De getuige [getuige 2] verklaarde in het kort het volgende:
- dat het appartement [a-straat 1] te [plaats] in augustus 2015 verkocht is;
- dat hij nooit iemand zag, dus het idee had dat er niemand woonde;
- dat men gepoogd heeft om een welkomstgesprek te voeren met de eigenaar [medeverdachte] , maar dat dit niet lukte;
- dat er plotseling vitrage hing;
- dat er in april of mei diverse goederen naar boven zijn gebracht;
- dat de goederen in bruine dozen zaten;
- dat de brievenbus van de bewoner vol zat met post;
- dat verschillende bewoners hadden aangegeven dat men het gevoel had dat de situatie omtrent de [a-straat 1] te [plaats] niet klopt.
De getuige [getuige 3] verklaarde in het kort het volgende:
- dat zij vijf maanden geleden een wit busje had zien staan;
- dat men verhuisdozen aan het uitladen was;
- dat een van deze dozen was open en zij kon zien dat er kitspuiten lagen.

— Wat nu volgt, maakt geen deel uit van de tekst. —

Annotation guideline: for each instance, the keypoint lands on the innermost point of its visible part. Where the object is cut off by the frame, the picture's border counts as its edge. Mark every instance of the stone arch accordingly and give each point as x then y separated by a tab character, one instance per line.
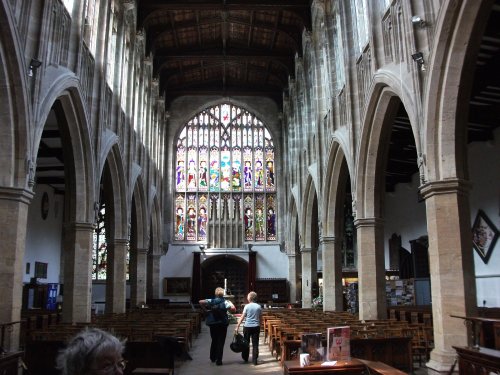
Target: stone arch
336	168
117	172
373	150
292	230
139	207
307	211
155	239
337	177
447	94
155	248
75	134
15	108
233	267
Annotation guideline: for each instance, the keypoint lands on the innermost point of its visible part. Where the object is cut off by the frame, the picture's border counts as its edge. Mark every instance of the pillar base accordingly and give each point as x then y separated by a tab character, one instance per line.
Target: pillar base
441	362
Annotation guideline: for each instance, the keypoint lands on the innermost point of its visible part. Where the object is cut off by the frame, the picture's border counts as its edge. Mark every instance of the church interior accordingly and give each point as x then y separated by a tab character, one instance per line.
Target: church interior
336	157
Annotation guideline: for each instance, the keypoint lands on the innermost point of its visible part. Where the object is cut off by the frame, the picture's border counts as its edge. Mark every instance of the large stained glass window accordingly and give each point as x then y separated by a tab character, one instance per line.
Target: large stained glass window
100	248
225	158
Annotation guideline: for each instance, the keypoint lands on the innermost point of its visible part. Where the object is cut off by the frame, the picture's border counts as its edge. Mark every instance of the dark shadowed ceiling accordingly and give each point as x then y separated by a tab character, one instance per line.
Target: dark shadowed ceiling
248	47
224	47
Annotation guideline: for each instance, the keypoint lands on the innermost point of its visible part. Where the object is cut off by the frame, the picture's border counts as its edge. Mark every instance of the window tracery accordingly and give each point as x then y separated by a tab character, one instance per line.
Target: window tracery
225	169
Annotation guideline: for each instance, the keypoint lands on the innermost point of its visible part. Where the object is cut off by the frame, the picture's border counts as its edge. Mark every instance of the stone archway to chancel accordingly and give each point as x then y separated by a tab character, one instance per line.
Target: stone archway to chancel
227	271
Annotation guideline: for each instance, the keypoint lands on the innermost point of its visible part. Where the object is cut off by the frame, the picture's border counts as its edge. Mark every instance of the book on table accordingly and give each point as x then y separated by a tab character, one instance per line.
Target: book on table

De getuige [getuige 4] verklaarde in het kort het volgende:
- dat hij de eigenaar van de woning aan de [a-straat 1] een jaar geleden in de lift heeft gezien met vier kledingkasten;
- dat hij de bewoner in april 2016 weer tegen kwam;
- dat de eigenaar weer in het bijzijn was van bouwvakkers;
- dat hij vanaf dat moment klusgeluiden hoorde;
- dat hij onder andere het geluid van boren en het bevestigen van latten hoorde;
- dat hij de man omschrijft als licht getint, ouder dan dertig jaar, 1.72 meter lang, gespierd en een kaal hoofd.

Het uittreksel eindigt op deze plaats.